Research

Research Interests

Causal Inference, Applied Microeconomics, Applied Econometrics, Development Economics, Survey Methodology

Working Papers


Social Media Usage and the Level of Depressive Symptoms in the United States (Job Market Paper)

[Latest Version][SSRN]

      The use of social media can either decrease the level of depressive symptoms by providing support or increase the level of depressive symptoms by putting social pressure on users. This paper leverages fixed effects and instrumental variable models to find that using social media (Twitter and Facebook) decreases the level of depressive symptoms on average. This result explains why social media usage in the US grows steadily even though most studies find that more usage correlates with higher levels of depressive symptoms. Three explanations reconcile the negative causal effect and positive correlation: confounder, social media improvement, and heterogeneity.

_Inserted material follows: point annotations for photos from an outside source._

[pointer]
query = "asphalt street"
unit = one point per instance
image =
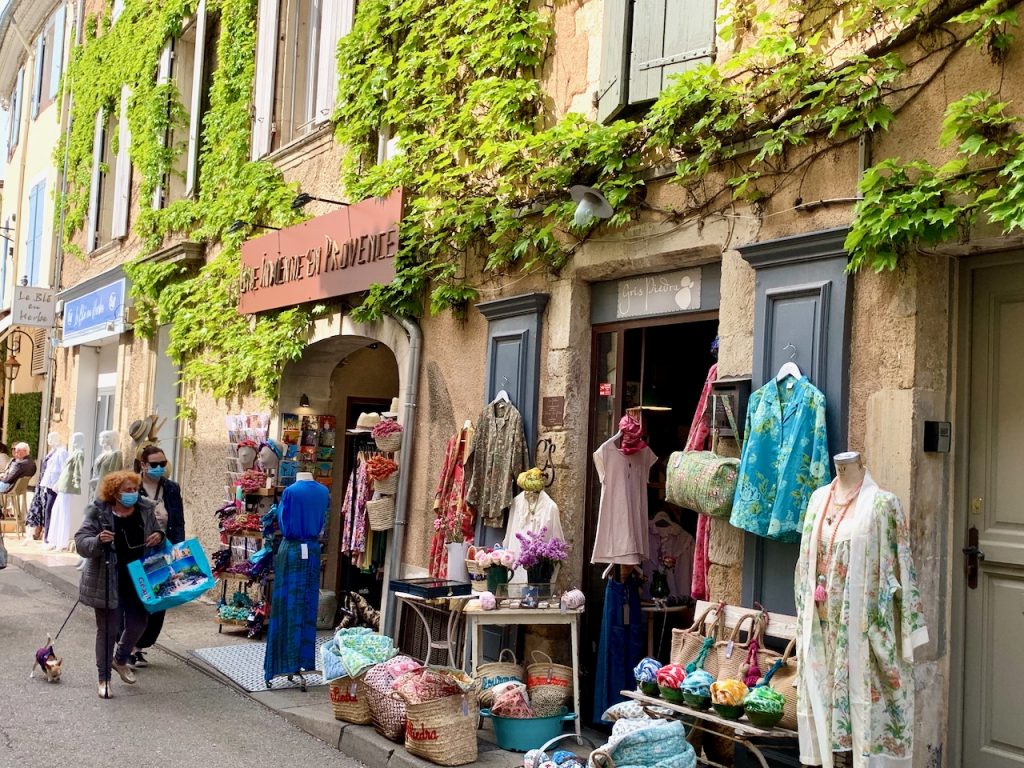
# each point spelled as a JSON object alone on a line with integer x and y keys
{"x": 173, "y": 716}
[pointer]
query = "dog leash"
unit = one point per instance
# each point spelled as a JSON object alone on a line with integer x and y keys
{"x": 67, "y": 620}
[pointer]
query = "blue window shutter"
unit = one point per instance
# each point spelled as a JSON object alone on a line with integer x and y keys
{"x": 613, "y": 85}
{"x": 668, "y": 37}
{"x": 56, "y": 62}
{"x": 37, "y": 82}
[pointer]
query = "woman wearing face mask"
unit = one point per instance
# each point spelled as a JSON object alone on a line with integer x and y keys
{"x": 119, "y": 526}
{"x": 166, "y": 495}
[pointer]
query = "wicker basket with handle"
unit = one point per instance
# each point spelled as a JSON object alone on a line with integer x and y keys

Selection Bias Reduction by Matching and Weighting Estimators in Social Media Data Collection

          Social media can be a powerful tool for surveys and data collection. Whether rigorous academic surveys and data collection can be done through social media remains to be a question. This paper focuses on the potential selection bias issue in social media survey. I examine performances of matching estimators (matching on propensity scores or distances), weighting estimators, and covariate balancing propensity score estimators in eliminating bias between Twitter users and non-users. I find that matching on distance performs the best if computation capability allows, and adding machine learning in model selection in first stage improves estimators’ performances. All examined methods reduce selection bias between users and non-users.

Publications


Riehm, Kira E., Calliope Holingue, Luther G. Kalb, Daniel Bennett, Arie Kapteyn, Qin Jiang, Cindy Veldhuis et al. "Associations between media exposure and mental distress among US adults at the beginning of the COVID-19 pandemic." American Journal of Preventive Medicine (2020).

Work in Progress


School Starting Age Effect and Noncompliance behavior: Evidence from China, with Yinan Liu

           Most countries have specific rules indicating at what age children should enter primary school and how long primary education should last. Evidence from international comparisons and psychological research shows advantages of a later start to formal education. Thus many parents postpone the time children starting primary school. This behavior is called red-shirting. For example, in the US, upper-income and highly-educated parents red-shirt at the highest rate. In China, however, the opposite behavior of sending children to school early is more prevalent (more than 40%). This raises the question why Chinese parents make such choice. For example, is it because effect of relative age in developing countries and developed countries are different? Is it because information is more asymmetry in developing countries, i.e. parents don't realize the rational behavior should be postponing?